The Canton of Fribourg school system provides one year of non-obligatory Kindergarten, followed by six years of Primary school. This is followed by three years of obligatory lower Secondary school where the students are separated according to ability and aptitude. Following the lower Secondary students may attend a three or four year optional upper Secondary school. The upper Secondary school is divided into gymnasium (university preparatory) and vocational programs. After they finish the upper Secondary program, students may choose to attend a Tertiary school or continue their apprenticeship.
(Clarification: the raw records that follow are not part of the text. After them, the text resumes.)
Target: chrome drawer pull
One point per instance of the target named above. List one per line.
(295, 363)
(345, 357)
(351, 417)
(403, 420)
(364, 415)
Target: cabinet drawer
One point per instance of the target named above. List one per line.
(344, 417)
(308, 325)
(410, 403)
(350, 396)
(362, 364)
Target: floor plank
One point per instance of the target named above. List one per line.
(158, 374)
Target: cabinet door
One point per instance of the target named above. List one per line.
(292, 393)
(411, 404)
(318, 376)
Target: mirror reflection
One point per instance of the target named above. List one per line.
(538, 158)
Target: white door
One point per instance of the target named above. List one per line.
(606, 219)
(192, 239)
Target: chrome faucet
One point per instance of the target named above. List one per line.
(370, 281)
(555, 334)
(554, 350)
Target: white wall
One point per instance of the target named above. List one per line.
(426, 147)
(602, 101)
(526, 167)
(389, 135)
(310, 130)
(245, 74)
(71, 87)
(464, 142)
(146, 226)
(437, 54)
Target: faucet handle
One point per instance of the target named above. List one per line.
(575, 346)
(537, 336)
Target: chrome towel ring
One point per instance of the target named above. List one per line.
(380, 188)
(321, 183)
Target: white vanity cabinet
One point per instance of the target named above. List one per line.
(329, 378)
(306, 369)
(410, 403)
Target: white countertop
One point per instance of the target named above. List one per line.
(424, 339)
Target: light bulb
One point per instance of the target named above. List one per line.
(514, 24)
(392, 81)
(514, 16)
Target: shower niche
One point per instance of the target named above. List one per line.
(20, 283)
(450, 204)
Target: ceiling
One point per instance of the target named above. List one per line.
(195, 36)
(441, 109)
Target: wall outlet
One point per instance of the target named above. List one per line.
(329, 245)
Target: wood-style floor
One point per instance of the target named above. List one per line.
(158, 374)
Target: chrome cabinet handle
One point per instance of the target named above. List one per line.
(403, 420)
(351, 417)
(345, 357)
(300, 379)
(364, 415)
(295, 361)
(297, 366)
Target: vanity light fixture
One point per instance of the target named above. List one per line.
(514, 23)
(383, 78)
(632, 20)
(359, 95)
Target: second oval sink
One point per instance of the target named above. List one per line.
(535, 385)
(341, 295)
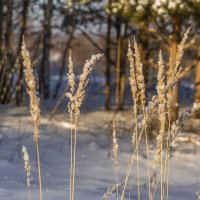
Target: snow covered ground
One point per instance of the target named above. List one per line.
(95, 172)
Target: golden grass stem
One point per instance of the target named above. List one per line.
(39, 170)
(34, 104)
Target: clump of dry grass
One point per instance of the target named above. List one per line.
(115, 153)
(75, 102)
(34, 104)
(27, 168)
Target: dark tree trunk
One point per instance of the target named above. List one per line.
(174, 42)
(144, 44)
(118, 63)
(1, 32)
(45, 64)
(18, 58)
(123, 69)
(108, 63)
(7, 71)
(62, 66)
(197, 85)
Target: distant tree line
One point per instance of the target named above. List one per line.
(155, 24)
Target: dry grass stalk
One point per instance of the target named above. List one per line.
(115, 153)
(34, 104)
(75, 102)
(141, 89)
(27, 168)
(158, 158)
(135, 95)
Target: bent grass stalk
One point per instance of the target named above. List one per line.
(115, 153)
(75, 102)
(134, 90)
(34, 104)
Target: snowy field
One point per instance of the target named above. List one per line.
(95, 171)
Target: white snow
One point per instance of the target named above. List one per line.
(95, 166)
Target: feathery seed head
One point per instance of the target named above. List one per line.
(31, 89)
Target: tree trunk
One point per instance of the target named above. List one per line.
(175, 38)
(123, 69)
(1, 32)
(197, 85)
(45, 64)
(108, 64)
(62, 66)
(7, 71)
(118, 63)
(144, 44)
(18, 58)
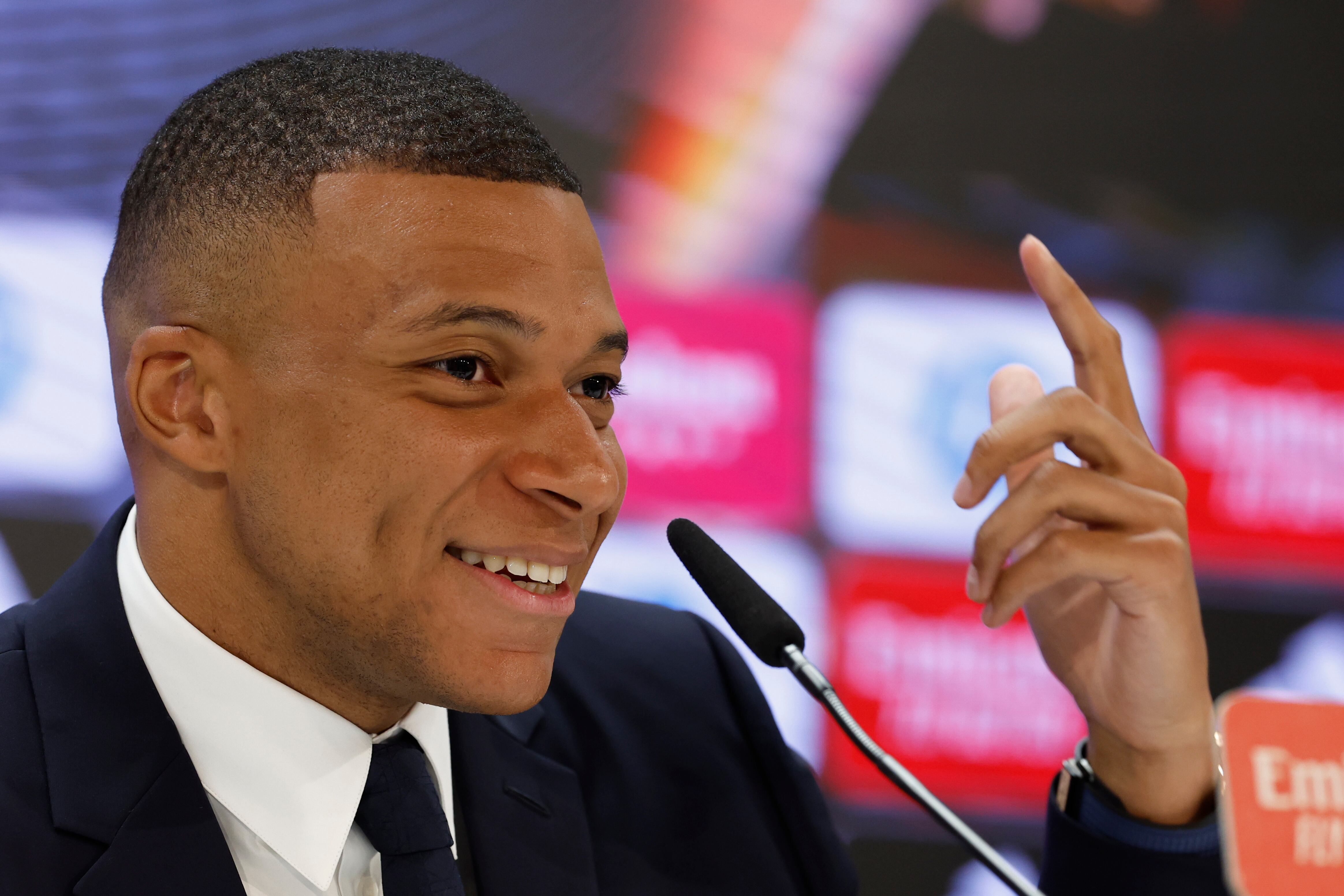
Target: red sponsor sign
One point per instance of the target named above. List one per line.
(1281, 811)
(716, 417)
(1256, 422)
(972, 711)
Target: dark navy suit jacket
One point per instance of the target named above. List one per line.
(651, 768)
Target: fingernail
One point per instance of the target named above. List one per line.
(963, 492)
(972, 584)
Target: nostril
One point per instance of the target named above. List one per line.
(569, 503)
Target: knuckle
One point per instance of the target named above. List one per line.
(1060, 547)
(1175, 483)
(1069, 398)
(987, 444)
(1109, 336)
(1170, 546)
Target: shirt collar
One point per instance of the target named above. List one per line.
(287, 766)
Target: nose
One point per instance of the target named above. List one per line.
(565, 463)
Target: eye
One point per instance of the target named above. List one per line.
(600, 387)
(464, 367)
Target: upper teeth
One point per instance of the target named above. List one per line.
(534, 570)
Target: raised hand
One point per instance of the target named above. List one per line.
(1100, 559)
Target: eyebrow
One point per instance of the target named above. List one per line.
(452, 313)
(613, 342)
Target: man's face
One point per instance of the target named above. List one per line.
(437, 383)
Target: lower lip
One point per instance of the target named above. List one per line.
(558, 604)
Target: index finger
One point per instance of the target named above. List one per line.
(1093, 343)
During the 2010–11 school year, there were a total of 87 students attending 5 classes in Haut-Vully. A total of 161 students from the municipality attended any school, either in the municipality or outside of it. There was one kindergarten class with a total of 12 students in the municipality. The municipality had 4 primary classes and 75 students. During the same year, there were no lower secondary classes in the municipality, but 38 students attended lower secondary school in a neighboring municipality. There were no upper Secondary classes or vocational classes, but there were 10 upper Secondary students and 18 upper Secondary vocational students who attended classes in another municipality. The municipality had no non-university Tertiary classes, but there were 4 specialized Tertiary students who attended classes in another municipality.

As of 2000, there were 23 students in Haut-Vully who came from another municipality, while 100 residents attended schools outside the municipality.